手術後の創傷ドレッシング交換手順
必要なもの
- ステーションまたはローリングカート
- 石鹸
- ペーパータオル
- 滅菌手袋
- ジップバッグ
- 注射器
- 生理食塩水
- ガーゼ
- 小さなトレイ
- 医療用テープ
- はさみ
手順
準備
自宅に戻る前に創傷ドレッシング用品を十分に用意しておきます。医師からはドレッシング交換の頻度(1日1回から数回)やアフターケアの書類、緊急連絡先が渡されます。友人や家族に必要な物品を揃えてもらい、ベッドサイドや腹部・下腹部の手術後は特にローリングカートを設置すると便利です。

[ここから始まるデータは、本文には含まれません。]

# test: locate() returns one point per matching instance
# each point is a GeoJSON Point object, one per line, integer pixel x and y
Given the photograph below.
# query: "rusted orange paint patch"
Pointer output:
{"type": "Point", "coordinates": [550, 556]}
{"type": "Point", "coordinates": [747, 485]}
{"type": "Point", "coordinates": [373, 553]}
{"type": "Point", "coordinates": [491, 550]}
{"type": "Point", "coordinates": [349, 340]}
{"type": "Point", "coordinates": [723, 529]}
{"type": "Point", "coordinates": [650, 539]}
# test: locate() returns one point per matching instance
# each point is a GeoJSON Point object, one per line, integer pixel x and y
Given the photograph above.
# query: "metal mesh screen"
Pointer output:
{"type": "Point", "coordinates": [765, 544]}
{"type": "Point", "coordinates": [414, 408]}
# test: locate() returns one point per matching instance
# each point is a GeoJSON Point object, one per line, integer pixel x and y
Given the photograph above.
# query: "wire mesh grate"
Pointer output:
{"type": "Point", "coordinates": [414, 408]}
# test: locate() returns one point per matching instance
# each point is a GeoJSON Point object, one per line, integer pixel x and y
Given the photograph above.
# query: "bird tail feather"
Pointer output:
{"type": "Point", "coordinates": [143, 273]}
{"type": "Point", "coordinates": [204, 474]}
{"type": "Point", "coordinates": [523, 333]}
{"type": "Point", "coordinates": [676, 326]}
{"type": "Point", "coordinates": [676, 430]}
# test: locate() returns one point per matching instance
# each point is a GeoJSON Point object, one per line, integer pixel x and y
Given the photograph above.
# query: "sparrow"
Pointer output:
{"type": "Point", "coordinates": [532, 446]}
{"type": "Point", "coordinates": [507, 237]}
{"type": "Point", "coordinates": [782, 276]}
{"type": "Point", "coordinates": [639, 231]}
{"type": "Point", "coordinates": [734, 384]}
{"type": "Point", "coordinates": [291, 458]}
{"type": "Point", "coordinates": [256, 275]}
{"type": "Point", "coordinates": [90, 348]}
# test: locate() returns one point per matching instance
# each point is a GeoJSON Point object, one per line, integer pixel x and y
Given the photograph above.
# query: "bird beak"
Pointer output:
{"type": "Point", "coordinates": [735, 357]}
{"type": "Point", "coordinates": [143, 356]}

手を洗います。指や手首のアクセサリーはすべて外し、温かい流水で石鹸を使い15〜30秒しっかり洗浄し、清潔なペーパータオルで乾かします。
滅菌手袋を装着します。手洗い直後にすぐ装着し、手袋にラテックスや粉がアレルギーがある場合は、非ラテックス・無粉手袋を選びます。
古いドレッシングのテープ端を慎重に持ち上げ、皮膚からゆっくりと剥がします。剥がしたドレッシングはジップバッグに入れます。もしガーゼが創面にくっついている場合は、生理食塩水を注射器で浸し、湿らせてから取り除きます。
手袋を交換します。古い手袋はジップバッグに入れて処分し、新しい滅菌手袋で次の作業を行います。
新しいドレッシングの適用
清潔なガーゼを小さなトレイに入れた生理食塩水に浸し、湿らせます。化学薬品は皮膚のデリケートな縁を傷つけるため使用しません。湿ったガーゼで創面の乾いた血液や汚れを優しく拭き取り、液体が自然に流れ落ちるのを待ちます。深い創傷の場合は注射器で洗浄しますが、方法は必ず医師の指示に従ってください。創面が開いた場合は直ちに医師に連絡し、再縫合が必要か確認します。
新しいドレッシングを創面に優しく置きます。折りたたんだガーゼを強く押し付けないようにし、必要なら医師の指示のもとで詰め込み(パッキング)を行います。数層のガーゼをテープで固定し、水や汚れが下に入り込まないようにします。
作業後はドレッシングステーションと手を再度清掃します。使用した古いドレッシング、テープ、手袋はジップバッグに入れ、しっかり密封し、二重に袋詰めして外部のゴミ箱へ捨てます。使用済みの生理食塩水も同様に処分します。最後に再度温かい石鹸水で手を15〜30秒洗い、清潔にします。この手順はドレッシングを交換するたびに繰り返します。